For more temperate parts of the world, hotter summers are concerning. But what happens when summers get hotter in already very hot places?
Too hot to survive without air conditioning
This summer, Iraq’s capital Baghdad has endured some of the hottest days ever, with temperatures in excess of 50C, during a heatwave that has hit much of the Middle East. While the region is used to hot weather, countries including Israel and Lebanon have experienced unusual heat extremes, a sign of things to come as climate change continues to heat up the planet.
Humans could face a future that’s too hot to survive without air conditioning. Exposure to extreme heat can stress the body to the point where organs shut down, presenting potentially life threatening conditions for many people living in developing countries.
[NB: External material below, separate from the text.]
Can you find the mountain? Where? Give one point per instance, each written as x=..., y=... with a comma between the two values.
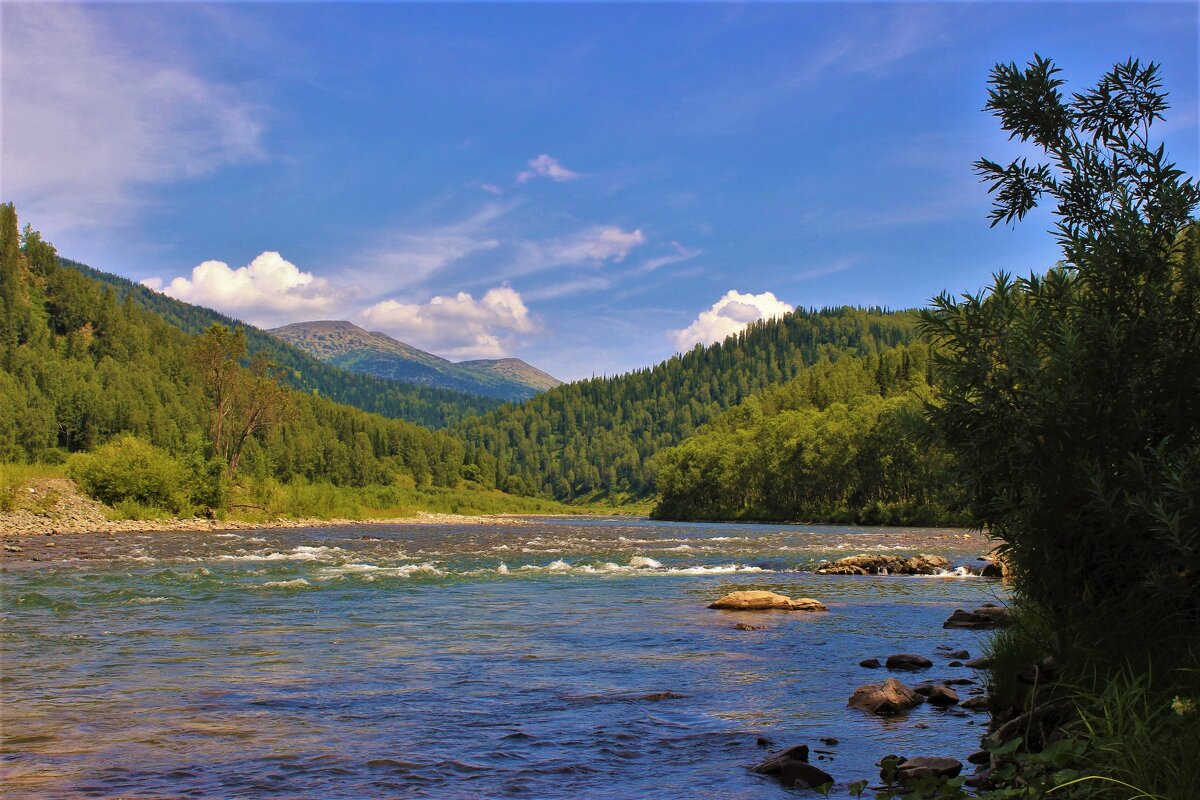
x=81, y=367
x=349, y=347
x=598, y=437
x=430, y=405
But hot weather is only part of the climate crisis story.
Warming temperatures make extreme weather events, such as floods, storms and droughts, both more likely and potentially more intense.
Warming temperatures could make extreme droughts as much as seven times more likely, according to new research. This means the area of cropland affected by extreme drought across central Europe could double in the second half of this century, to more than 40 million hectares (approximately 400,000 square kilometres), the Guardian reported.
Using precipitation and temperature data from records from as far back as 1766 to inform climate change computer models, researchers from the UFZ-Helmholtz Centre for Environmental Research in the German city of Leipzig forecast that moderate reductions in greenhouse gas emissions could reduce the drought-affected area of central Europe by 40%.
Sinking islands
In the icy wilds of remote northern Canada, the threat of droughts isn’t a consideration, but the region is no less affected by climate change.
At the periphery of Ellesmere Island sits the Milne Ice Shelf, the last fully intact ice shelf in the Canadian Arctic. July’s extreme heat caused two-fifths of this natural wonder to break up in just two days.
“This was the largest remaining intact ice shelf, and it’s disintegrated, basically,” Luke Copland, glaciologist at Canada’s University of Ottawa, told Reuters, explaining that summer temperatures in the Canadian Arctic this year climbed 5C above the 30-year average.
“You feel like you’re on a sinking island chasing these features, and these are large features. It’s not as if it’s a little tiny patch of ice you find in your garden.”
Extreme July temperatures have hit the entire Arctic region, which scientists say is warming more than twice as fast as the rest of the planet. The 2020 summer melt produced the lowest recorded ice cover for the month of July since records began in 1981.
While the impact of global warming is clear to see, it’s not too late to curb emissions and tackle the climate crisis, but urgent action is needed to accelerate the journey toward net-zero emissions.